Note that this setting only applies to MCP and won’t affect how your toolset is used in the playground, where static tool exposure remains useful for testing and development.

Important caveats

This performance data represents preliminary results from a handful of test runs with unoptimized dynamic implementations. While the trends are clear and consistent, more extensive testing is needed to establish median performance characteristics across different scenarios.

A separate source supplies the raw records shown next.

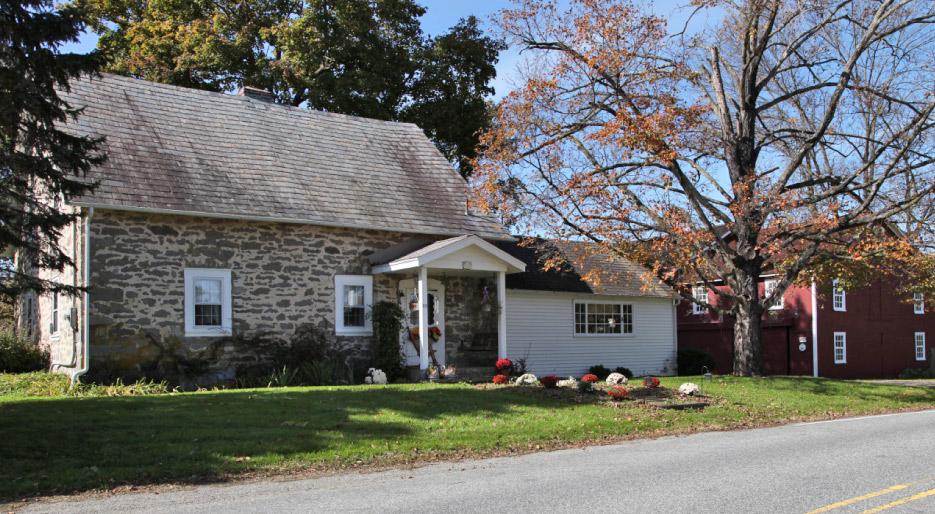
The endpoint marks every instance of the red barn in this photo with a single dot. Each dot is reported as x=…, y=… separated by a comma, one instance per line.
x=823, y=331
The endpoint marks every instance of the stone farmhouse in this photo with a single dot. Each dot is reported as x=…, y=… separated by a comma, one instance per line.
x=223, y=220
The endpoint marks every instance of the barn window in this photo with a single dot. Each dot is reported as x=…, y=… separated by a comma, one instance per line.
x=768, y=287
x=840, y=348
x=603, y=318
x=838, y=299
x=701, y=294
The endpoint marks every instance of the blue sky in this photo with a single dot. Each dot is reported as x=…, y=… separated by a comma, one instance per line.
x=442, y=14
x=439, y=17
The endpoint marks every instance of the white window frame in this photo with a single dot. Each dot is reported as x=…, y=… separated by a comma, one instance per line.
x=29, y=314
x=768, y=287
x=340, y=281
x=623, y=332
x=224, y=275
x=700, y=293
x=55, y=309
x=843, y=340
x=837, y=292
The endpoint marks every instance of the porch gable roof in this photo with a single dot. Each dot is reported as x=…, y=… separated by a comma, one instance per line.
x=448, y=253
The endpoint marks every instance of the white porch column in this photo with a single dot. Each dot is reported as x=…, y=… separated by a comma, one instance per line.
x=423, y=318
x=501, y=322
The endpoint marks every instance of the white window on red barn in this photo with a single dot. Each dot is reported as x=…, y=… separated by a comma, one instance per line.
x=768, y=288
x=838, y=297
x=701, y=294
x=840, y=348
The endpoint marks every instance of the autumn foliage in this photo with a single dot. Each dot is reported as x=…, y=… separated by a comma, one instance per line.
x=782, y=137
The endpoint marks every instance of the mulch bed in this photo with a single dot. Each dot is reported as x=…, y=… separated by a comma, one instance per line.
x=661, y=396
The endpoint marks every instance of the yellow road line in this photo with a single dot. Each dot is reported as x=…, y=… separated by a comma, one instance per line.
x=907, y=499
x=868, y=496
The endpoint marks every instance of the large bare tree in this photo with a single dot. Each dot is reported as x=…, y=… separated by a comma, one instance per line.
x=801, y=128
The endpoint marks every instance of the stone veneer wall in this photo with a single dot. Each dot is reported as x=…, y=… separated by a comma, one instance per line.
x=282, y=278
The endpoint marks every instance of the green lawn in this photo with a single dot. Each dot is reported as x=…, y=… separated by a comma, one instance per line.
x=65, y=444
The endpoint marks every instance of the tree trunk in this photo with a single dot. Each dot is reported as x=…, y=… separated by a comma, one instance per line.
x=748, y=354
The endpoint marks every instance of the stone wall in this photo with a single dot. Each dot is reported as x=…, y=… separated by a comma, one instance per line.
x=282, y=280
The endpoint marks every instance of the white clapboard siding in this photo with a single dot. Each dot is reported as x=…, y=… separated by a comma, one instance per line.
x=540, y=328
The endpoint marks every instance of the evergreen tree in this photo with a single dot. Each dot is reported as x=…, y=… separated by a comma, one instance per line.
x=40, y=163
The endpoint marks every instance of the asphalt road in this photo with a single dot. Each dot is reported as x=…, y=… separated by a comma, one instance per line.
x=857, y=465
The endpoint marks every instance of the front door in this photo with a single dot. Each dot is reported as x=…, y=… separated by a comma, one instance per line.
x=408, y=301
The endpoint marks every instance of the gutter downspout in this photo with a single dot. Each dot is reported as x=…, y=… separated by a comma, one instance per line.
x=74, y=281
x=85, y=360
x=814, y=331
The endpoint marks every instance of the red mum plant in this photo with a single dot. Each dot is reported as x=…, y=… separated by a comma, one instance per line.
x=549, y=381
x=617, y=392
x=504, y=366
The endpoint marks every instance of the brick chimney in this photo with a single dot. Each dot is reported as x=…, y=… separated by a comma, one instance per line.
x=256, y=94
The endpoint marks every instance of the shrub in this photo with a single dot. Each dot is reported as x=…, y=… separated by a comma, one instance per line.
x=549, y=381
x=19, y=355
x=600, y=370
x=387, y=324
x=915, y=373
x=618, y=392
x=43, y=383
x=692, y=361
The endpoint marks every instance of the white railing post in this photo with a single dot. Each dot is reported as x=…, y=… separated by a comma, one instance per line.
x=423, y=318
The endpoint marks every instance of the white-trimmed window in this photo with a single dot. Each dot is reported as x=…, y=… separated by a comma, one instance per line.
x=208, y=310
x=29, y=315
x=840, y=348
x=768, y=287
x=603, y=318
x=353, y=297
x=701, y=294
x=838, y=297
x=56, y=304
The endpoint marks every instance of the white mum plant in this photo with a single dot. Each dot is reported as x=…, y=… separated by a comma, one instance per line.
x=375, y=376
x=690, y=388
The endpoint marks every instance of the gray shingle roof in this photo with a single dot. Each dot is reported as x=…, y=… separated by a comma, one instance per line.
x=619, y=276
x=176, y=149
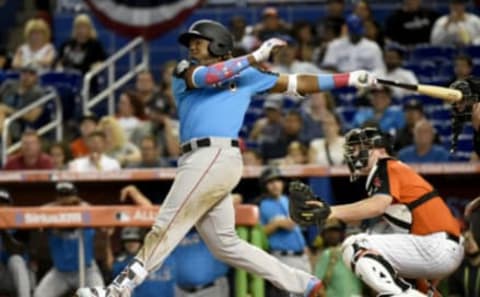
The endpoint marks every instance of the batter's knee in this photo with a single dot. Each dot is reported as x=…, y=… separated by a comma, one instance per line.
x=350, y=247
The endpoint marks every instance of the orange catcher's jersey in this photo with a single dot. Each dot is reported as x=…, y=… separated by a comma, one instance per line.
x=394, y=178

The relatively simple tasks used in this benchmarking achieved very high success rates (nearly 100%), but tool call accuracy for more complex workflows requires further validation. Static toolsets with 200 and 400 tools could not be tested due to Claude Code’s 200k context window limit.

What’s next

Dynamic toolsets are currently experimental as we continue to validate tool selection accuracy across different use cases. We’re particularly interested in understanding how they perform with:

  • Very large toolsets (1,000+ tools)
  • Complex multi-step workflows
  • Domain-specific APIs with specialized terminology
  • Long-running agent sessions

We’re also exploring hybrid approaches that combine the strengths of both progressive and semantic search, as well as intelligent caching strategies to further optimize token usage for repeated queries.

If you’re building MCP servers for large APIs, dynamic toolsets make it possible to expose comprehensive functionality without overwhelming the LLM’s context window. Try them out and let us know how they work for your use case.